At the smallest distances (highest energies) explored so far, Nature is described by quantum field theory: a unified framework combining special relativity and quantum mechanics. This  framework explains all of the known particles of matter as excitations of quantum fields. We study questions at the forefront of this theory, including: how does general relativity (the theory of gravity) fit into quantum mechanics? How can we understand the dynamics of quantum field theory across different scales and systems? What are the fundamental parameters of Nature? How can we understand different patterns in these parameters, and can they provide clues for an even more fundamental theory? Our different groups address questions in mathematical physics, where progress often relies on pure formal reasoning; as well as phenomenological questions anchored in accelerator data [from the Large Hadron Collider (LHC) and other terrestrial experiments] and in cosmological and astrophysical data.
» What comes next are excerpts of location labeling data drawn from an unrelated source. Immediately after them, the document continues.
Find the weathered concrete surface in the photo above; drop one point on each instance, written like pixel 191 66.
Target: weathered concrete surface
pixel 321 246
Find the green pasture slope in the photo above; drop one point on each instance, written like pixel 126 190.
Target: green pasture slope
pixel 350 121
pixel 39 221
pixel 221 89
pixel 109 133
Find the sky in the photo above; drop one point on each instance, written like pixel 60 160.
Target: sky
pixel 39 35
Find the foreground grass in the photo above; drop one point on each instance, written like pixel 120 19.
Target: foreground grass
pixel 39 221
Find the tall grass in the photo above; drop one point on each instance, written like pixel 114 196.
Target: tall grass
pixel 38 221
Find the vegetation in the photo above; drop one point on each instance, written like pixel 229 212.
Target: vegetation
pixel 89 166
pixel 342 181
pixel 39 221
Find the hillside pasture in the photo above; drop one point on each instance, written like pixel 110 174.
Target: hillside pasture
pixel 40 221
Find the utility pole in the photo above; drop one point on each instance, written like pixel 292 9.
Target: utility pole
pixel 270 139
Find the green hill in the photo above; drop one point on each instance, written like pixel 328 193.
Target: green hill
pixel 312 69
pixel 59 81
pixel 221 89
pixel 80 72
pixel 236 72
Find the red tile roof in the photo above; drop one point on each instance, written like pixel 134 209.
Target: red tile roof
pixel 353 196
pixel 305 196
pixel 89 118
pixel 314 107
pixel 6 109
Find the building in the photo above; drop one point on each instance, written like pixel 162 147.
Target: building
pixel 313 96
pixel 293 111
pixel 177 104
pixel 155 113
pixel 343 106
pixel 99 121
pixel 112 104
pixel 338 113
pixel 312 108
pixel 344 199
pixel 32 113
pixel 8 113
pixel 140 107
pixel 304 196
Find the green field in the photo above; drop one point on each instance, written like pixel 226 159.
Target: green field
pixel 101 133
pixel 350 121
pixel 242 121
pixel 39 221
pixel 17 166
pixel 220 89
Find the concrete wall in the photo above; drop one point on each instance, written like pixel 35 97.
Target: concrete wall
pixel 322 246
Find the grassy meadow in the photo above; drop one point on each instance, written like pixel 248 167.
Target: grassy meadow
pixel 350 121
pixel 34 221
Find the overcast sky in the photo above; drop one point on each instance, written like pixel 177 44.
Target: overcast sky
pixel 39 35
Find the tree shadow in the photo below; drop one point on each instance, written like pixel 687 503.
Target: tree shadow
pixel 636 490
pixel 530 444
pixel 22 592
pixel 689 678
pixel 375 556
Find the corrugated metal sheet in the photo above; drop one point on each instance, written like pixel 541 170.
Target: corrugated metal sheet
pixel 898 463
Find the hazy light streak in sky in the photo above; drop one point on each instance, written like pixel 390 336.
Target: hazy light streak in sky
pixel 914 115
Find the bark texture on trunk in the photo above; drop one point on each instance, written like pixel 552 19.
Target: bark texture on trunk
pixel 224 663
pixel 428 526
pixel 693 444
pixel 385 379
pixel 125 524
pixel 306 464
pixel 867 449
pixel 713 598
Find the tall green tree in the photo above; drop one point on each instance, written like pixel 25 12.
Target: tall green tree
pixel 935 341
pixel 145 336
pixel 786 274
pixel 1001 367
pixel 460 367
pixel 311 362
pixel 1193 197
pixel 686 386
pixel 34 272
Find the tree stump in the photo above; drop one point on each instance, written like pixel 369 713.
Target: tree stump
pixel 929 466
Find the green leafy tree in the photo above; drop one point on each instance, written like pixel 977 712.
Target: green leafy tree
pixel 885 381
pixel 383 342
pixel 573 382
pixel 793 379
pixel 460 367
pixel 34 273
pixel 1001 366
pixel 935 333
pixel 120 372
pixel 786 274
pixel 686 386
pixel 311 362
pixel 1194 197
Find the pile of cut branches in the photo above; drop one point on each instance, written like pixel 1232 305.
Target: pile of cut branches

Our research lies at the heart of all other areas of physics, and we interact and collaborate with other groups in experimental particle physics, astrophysics, and cosmology; condensed matter physics; and mathematics.

We explore the very basic elements of our universe, looking at the ways these fundamental building blocks interact with each other at the highest energies and largest intensities available terrestrially. Our teams are at the forefront of searches for evidence of new physics, driven by the most fundamental questions science faces. The high-energy, dark-matter and heavy-ion research groups have an excellent worldwide reputation in detector physics and in advanced data analysis. We take leading roles in both small- and large-scale experiments like ATLAS, XENON, LUXE, sPHENIX, and more. In parallel, we are looking at the far horizon of the next generation of collider experiments and dark-matter experiments for which we develop new detector technologies (in our five dedicated labs) as well as new, cutting-edge data analysis algorithms including the development of novel deep-learning techniques.